2015-02-06

The Right Job for the Fool

via Wikimedia Commons
Why do I edit?

Why do I put myself through the wringer? Sometimes I scramble to find the time to edit before the deadline when my day job crushes my schedule. Sometimes I hit a brick wall and have no idea how to express what needs to happen to improve the manuscript. Sometimes I wait for a manuscript to arrive after clearing my schedule so I'll have time to focus on it. Sometimes my edits are flat-out wrong for the project.

These are hard situations to face, but I keep finding myself coming back to editing.

Editing isn't all rainbows and puppies. It's not like my red pen finds issues and flies off to mark them on its own. It's not sitting on a manuscript for "long enough" and giving feedback that your client wants to hear. It's not detailing spec changes and dictating things which are Absolutely Correct.

It's art.
It's politics.
It's work.
Sometimes it's hard work.
But it's about making things better than they already are.
It's helping people notice their own behaviors and questionable decisions.

And I find it tremendously satisfying.

What's the difference between a critic and an editor?
A critic tells you "This is crap."
An editor tells you "This is crap, but here's why it's crap, and here are some ideas to make it less crappy."

As an editor I get paid to ask questions, look at things from a different perspective, and tell the truth. I think that's awesome, and I keep coming back to it.

I've done my share of screwing up, and I've gotten discouraged and frustrated. I've had my share of Impostor Syndrome. I'm sure I'll screw up and feel like a total fraud again and again, questioning if continuing to do this makes any kind of sense. But any work will do that to you.

New gigs provide new opportunities to make things better, to spit wisdom and drop bombs not through a mic but through notes on a page. New gigs are blank walls, and you're handing me a toolbox full of spray paint to make my mark. But when I'm done, all people will see is your artwork shining brighter than it did before.
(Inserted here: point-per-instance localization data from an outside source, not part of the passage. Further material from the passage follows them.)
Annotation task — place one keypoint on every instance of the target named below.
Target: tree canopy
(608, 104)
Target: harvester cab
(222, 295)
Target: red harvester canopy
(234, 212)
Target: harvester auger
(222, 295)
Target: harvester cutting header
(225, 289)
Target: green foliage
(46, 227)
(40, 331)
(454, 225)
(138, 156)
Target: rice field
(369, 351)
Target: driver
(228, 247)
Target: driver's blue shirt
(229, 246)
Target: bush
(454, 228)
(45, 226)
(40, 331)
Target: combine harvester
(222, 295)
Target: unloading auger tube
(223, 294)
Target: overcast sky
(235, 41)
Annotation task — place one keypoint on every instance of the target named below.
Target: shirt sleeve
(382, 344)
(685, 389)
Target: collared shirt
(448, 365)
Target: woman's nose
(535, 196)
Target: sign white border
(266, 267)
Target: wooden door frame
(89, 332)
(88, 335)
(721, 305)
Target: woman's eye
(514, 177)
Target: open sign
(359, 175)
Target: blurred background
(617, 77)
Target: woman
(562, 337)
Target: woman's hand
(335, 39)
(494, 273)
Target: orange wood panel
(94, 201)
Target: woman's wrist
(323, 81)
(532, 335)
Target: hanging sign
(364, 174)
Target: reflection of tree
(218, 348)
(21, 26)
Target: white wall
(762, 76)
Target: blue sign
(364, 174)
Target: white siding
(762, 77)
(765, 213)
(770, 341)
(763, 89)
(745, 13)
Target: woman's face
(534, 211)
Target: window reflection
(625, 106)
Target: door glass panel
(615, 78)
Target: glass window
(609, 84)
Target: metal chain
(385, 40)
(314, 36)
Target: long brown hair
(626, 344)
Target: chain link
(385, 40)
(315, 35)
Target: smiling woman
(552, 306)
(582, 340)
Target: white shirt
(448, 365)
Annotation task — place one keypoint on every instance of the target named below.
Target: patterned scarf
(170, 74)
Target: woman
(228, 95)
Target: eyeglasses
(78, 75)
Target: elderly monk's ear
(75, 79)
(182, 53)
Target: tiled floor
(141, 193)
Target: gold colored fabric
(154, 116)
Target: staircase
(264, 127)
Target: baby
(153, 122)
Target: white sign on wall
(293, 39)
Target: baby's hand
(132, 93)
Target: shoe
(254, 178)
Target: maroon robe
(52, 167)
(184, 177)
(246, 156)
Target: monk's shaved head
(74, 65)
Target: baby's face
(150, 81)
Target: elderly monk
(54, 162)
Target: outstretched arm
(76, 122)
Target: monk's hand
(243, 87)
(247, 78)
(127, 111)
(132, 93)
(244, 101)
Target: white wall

I don't get bored with it. I don't get tired of it. Heck, there are times I don't care if I get paid for it.

I love doing the work, hard times and all. It excites me. It feeds me and makes me feel useful, even if only one person ever knows the impact I had.

And I'm thankful.

To everyone I've worked with over the past 2+ years:
Thank you for trusting me with your infant ideas, swaddled in electrons and paper.
Thank you for asking for the truth, and for accepting feedback with grace.
Thank you for letting me be a partner in your creative process.